The School Board voted 8-1 to use reversion funding for implementing full-day kindergarten. (Southside Daily/Courtesy of Pixabay)
The School Board voted 8-1 to use reversion funding for implementing full-day kindergarten. (Southside Daily/Courtesy of Pixabay)

VIRGINIA BEACH — The School Board recently passed a motion (8-1) to use $4.9 million of reversion funds to provide all day kindergarten.

Use of reversion funds for ongoing projects and purchases is rare, in fact it hasn’t happened since the recession hit in 2008, said School Board Chief Financial Officer Farrell Hanzaker.

Traditionally reversion funding is used for replacing school buses, classroom equipment, roof repairs and so on, he said.

Reversion funding is a separate fund of money that is comprised of funding unspent at the end of every fiscal year in addition to leftover funding from state, federal and city revenues, Hanzaker said.

That money is collected at the end of the year and placed in a special fund to be set aside for extra costs outside of the yearly operating budget, and a small portion of the reversion funding is then put in a special school reserve fund for further emergency funding, he said.

The primary goal of that money is to be used for emergency, one-time purchases and City Council has authority over when and how the School Board can use it, he added.

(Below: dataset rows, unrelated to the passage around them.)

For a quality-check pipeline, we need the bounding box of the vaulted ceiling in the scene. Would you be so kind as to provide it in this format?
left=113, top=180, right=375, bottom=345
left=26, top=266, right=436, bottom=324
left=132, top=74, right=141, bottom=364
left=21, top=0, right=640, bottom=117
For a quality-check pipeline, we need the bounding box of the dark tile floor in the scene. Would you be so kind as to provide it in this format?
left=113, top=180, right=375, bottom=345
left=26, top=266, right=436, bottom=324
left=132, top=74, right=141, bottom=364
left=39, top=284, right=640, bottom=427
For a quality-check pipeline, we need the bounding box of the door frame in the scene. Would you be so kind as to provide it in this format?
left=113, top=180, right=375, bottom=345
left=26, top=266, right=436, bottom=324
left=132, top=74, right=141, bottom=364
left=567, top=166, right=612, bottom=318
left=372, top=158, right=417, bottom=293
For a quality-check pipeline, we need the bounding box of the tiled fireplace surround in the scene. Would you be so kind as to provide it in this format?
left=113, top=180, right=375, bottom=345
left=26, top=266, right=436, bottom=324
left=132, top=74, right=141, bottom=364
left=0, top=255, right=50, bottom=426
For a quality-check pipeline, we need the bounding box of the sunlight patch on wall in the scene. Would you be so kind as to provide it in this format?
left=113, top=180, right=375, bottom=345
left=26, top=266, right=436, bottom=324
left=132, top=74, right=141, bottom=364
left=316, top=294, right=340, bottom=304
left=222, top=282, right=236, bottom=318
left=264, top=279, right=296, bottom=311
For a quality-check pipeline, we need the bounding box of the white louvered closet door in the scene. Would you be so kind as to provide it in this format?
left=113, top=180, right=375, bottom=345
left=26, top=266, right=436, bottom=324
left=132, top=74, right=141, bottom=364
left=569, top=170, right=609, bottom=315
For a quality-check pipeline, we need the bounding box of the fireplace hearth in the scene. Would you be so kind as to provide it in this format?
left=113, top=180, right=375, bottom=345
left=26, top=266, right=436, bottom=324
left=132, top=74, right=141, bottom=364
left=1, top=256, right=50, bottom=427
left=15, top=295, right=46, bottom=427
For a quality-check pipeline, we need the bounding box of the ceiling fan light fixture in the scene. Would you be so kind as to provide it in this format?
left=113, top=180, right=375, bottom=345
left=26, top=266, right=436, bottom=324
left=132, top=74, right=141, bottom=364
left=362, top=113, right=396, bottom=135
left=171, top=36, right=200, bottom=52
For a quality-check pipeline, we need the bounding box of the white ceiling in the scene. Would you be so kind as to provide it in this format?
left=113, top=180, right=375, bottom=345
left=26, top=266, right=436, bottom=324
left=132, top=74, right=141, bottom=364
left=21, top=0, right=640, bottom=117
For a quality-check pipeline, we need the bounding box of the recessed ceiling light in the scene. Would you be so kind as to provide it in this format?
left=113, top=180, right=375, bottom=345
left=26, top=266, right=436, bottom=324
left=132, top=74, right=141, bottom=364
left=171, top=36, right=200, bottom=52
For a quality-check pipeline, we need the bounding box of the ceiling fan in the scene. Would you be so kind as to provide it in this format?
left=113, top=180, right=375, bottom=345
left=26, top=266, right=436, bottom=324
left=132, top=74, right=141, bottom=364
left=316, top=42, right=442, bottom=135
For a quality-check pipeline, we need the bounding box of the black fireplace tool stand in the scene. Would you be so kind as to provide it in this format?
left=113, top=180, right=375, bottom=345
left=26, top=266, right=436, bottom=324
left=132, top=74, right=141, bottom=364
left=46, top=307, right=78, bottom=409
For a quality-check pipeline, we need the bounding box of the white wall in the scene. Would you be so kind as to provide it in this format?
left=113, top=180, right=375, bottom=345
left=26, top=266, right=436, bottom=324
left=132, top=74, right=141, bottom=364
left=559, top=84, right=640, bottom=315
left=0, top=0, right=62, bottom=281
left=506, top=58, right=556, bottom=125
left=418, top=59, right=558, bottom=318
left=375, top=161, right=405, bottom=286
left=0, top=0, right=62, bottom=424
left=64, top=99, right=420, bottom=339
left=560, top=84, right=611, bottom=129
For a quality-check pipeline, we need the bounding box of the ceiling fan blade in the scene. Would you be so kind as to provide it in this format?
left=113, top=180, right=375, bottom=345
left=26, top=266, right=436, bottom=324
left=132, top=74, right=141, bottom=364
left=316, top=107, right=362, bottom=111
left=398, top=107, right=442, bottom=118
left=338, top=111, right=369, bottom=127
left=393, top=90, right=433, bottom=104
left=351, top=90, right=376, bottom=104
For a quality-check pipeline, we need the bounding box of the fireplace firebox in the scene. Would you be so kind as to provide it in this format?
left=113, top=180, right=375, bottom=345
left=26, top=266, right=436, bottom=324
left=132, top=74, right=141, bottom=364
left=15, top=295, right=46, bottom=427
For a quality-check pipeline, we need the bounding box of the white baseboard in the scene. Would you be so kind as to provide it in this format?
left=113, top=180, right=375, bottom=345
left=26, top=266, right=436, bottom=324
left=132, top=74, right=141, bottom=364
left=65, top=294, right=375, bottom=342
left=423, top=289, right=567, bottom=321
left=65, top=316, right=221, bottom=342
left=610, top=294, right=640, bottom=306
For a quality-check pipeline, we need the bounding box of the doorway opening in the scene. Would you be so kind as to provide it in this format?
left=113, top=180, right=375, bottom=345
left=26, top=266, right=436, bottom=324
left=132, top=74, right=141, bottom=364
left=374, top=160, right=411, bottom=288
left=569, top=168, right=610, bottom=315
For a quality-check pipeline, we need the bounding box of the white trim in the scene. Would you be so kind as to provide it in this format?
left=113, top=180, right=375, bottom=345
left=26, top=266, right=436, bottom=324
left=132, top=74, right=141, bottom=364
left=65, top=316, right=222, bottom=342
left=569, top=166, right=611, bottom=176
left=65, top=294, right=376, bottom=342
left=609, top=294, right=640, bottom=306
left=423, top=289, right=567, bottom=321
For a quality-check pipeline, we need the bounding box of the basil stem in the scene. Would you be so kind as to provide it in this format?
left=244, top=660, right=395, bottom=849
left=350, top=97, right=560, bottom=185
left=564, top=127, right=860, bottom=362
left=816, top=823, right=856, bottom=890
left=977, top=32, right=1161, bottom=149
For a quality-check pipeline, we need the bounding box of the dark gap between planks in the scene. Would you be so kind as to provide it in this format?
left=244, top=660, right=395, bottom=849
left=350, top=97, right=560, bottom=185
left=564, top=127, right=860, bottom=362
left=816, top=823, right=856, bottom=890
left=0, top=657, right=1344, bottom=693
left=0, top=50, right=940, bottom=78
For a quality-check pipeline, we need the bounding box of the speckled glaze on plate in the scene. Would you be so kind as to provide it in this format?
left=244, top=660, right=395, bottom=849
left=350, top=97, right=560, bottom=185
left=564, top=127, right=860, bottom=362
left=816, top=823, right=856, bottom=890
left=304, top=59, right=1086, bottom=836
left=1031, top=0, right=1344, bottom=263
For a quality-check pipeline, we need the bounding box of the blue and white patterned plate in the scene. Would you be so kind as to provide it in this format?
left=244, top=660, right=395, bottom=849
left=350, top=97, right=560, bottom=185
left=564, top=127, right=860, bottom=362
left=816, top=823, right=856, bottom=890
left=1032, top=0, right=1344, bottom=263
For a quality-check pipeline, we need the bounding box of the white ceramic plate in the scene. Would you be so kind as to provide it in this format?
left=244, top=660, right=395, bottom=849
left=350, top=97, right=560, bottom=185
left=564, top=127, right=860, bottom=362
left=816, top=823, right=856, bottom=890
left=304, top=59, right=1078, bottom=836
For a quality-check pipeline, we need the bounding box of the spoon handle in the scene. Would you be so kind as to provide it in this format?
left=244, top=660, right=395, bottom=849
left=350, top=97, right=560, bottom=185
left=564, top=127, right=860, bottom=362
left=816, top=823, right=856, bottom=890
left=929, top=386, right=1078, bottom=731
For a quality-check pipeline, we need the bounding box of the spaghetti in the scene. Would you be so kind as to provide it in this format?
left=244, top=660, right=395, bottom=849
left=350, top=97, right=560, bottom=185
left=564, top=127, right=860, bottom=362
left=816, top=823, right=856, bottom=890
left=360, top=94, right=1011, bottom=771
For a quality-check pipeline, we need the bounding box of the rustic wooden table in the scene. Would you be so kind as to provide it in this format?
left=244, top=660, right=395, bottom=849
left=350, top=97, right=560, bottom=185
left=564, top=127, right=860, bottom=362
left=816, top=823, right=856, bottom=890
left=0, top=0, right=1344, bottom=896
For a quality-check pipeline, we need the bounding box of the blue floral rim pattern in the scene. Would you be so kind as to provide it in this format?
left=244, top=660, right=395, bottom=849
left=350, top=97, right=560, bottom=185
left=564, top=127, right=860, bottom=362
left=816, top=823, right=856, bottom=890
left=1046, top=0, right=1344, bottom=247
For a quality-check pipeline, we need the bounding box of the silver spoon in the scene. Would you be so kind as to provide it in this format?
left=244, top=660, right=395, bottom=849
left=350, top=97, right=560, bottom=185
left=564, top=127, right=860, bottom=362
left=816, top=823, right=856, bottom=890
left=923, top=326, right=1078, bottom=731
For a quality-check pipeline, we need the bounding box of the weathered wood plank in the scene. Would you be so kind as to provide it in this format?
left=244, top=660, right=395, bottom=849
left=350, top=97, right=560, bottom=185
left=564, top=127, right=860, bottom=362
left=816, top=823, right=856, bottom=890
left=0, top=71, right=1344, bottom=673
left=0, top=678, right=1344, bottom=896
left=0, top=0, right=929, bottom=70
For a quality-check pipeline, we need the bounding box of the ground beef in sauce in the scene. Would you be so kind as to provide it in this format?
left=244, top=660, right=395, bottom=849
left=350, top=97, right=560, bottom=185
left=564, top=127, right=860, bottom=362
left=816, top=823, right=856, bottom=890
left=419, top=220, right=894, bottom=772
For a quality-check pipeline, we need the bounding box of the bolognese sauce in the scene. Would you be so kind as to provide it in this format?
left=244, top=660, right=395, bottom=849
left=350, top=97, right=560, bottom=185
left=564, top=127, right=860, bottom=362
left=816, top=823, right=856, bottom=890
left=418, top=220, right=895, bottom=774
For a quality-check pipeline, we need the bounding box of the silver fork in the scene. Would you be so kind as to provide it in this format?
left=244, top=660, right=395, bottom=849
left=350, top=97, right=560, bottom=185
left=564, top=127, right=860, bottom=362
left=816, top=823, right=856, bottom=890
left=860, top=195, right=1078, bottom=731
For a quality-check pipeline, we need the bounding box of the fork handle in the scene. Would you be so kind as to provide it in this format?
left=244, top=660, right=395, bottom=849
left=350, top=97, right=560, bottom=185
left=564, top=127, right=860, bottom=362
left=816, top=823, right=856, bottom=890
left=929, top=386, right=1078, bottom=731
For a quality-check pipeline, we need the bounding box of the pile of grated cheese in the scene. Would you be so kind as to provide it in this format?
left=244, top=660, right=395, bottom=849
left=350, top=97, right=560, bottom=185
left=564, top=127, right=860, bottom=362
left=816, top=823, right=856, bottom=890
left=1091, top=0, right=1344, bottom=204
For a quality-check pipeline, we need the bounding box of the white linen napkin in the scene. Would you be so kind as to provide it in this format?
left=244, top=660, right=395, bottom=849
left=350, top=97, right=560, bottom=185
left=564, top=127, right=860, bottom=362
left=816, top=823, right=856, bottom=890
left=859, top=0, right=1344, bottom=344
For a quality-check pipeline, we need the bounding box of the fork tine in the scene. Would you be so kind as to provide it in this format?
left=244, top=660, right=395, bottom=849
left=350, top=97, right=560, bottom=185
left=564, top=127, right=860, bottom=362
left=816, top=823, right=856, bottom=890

It was by City Council’s recommendation the School Board use reversion funding rather than request a tax increase to get full-day kindergarten funding, Hanzaker said.

RELATED STORY: Virginia Beach Schools will ask the city for money, and it might mean a tax increase

“It was unusual,” he said, noting City Council did make it clear this was to be a one time event.

“We’re making an exception,” is what Hanzaker said they were told.

He believes flooding took precedence in City Council’s mind when it came time to decide how they were going to balance the yearly budget.

Another hurdle the School Board had to consider was the possibility of running out of reversion funding given reversion funding isn’t finalized until October of the next fiscal year, Hanzaker said.

He was assured by City Council if that happened, they would be able to request to use money from the special school reserve fund.

Hanzaker isn’t too concerned about not having enough money to cover the expense of implementing full-day kindergarten, however.

To sum things up, full-day kindergarten will be available at 52 of the 55 elementary schools for the 2019-2020 school year, said Natalie Allen, VBCPS spokeswoman.

Three of the schools are currently undergoing construction and will get the full-day kindergarten program for the 2020-2021 school year, she said.

There will be no tax increase for the public to fund that program, she and Hanzaker assured.

Next up on the list of concerns the School Board would like to tackle is: teacher compensation.